Flood Forecasting

🌊 This repository implements the state-of-the-art models that power Google FloodHub.

This is not an officially supported Google product. This project is not eligible for the Google Open Source Software Vulnerability Rewards Program.

The repository provides open-source replication of Google’s global flood-forecasting models. By open-sourcing these models, we aim to foster transparency, enable in-house integration in production systems, and accelerate academic research.

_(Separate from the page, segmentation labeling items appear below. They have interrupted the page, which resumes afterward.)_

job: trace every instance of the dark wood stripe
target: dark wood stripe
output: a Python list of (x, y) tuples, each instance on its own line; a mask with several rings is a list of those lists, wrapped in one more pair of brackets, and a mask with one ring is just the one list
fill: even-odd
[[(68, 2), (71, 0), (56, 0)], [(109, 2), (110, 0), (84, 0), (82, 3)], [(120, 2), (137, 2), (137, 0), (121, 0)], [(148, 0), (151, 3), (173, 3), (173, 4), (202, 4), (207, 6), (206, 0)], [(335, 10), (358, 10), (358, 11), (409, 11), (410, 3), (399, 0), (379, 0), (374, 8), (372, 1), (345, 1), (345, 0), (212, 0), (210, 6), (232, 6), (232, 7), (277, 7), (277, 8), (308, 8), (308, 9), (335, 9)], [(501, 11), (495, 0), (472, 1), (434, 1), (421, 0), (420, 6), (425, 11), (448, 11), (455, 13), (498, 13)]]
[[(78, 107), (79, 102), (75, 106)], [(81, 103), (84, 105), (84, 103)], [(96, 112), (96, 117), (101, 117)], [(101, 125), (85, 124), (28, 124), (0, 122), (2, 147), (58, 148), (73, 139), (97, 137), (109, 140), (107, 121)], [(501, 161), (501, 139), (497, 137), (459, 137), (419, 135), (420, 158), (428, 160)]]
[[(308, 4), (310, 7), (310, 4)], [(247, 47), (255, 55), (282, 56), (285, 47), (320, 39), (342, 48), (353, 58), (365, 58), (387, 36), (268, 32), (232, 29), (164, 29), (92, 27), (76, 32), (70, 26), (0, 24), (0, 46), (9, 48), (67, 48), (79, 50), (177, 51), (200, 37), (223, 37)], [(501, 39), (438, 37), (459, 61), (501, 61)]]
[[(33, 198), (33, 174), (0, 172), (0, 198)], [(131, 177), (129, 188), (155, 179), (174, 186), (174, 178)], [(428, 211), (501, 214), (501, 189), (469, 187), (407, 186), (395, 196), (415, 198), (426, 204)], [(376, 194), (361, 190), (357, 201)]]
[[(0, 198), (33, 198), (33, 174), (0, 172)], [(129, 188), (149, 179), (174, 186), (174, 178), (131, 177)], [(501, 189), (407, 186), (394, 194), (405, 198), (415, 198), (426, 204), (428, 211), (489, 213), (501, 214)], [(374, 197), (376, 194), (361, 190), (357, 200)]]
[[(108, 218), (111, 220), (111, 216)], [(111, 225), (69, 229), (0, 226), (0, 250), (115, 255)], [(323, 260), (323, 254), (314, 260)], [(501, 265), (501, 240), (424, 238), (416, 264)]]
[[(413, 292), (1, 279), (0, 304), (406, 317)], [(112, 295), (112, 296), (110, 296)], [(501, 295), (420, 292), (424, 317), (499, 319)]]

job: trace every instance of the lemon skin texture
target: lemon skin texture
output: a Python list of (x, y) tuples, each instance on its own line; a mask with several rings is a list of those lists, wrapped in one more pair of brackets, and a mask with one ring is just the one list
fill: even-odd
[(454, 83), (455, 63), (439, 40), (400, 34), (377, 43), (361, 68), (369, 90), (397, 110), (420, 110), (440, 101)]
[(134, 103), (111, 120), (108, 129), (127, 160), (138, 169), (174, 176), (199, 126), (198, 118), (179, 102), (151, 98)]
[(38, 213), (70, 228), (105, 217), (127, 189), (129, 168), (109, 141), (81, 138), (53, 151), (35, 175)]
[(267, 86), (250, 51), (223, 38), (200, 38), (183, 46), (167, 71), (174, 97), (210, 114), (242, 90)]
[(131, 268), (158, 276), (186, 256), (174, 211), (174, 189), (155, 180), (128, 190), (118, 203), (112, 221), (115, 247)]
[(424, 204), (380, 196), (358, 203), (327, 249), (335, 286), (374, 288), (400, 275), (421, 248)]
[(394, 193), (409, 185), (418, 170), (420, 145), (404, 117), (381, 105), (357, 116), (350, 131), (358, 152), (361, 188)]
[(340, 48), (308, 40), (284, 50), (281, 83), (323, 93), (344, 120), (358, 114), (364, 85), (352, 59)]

This repository is a fork of NeuralHydrology, which has been heavily modified and extended to support forecast sequences using the specific model architectures that are used operationally in the Google FloodHub.

Models

This repository contains implementations of the core models used in Google's production forecasting systems.

Mean-Embedding-Forecast-LSTM

The Mean Embedding Forecast LSTM is a forecasting model that uses separate embedding networks for hindcast and forecast inputs. It aggregates these inputs using masked means before passing them into respective LSTMs for the hindcast and forecast periods.

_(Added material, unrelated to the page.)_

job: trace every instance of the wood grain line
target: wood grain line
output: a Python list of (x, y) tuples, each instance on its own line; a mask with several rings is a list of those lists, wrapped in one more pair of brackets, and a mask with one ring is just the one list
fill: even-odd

Status: Current production model (as of December 2025) for Google FloodHub.
Reference: Gauch, Martin, et al. "How to deal with missing input data." Hydrology and Earth System Sciences (2025).

Handoff-Forecast-LSTM

The State Handoff Forecast LSTM is a forecasting model that uses a state-handoff to transition from a hindcast sequence (LSTM) model to a forecast sequence (LSTM) model. The hindcast model runs from the past up to the present (the issue time of the forecast) and then passes the cell state and hidden state of the LSTM into a (nonlinear) handoff network, which is used to initialize a new LSTM that rolls out over the forecast period.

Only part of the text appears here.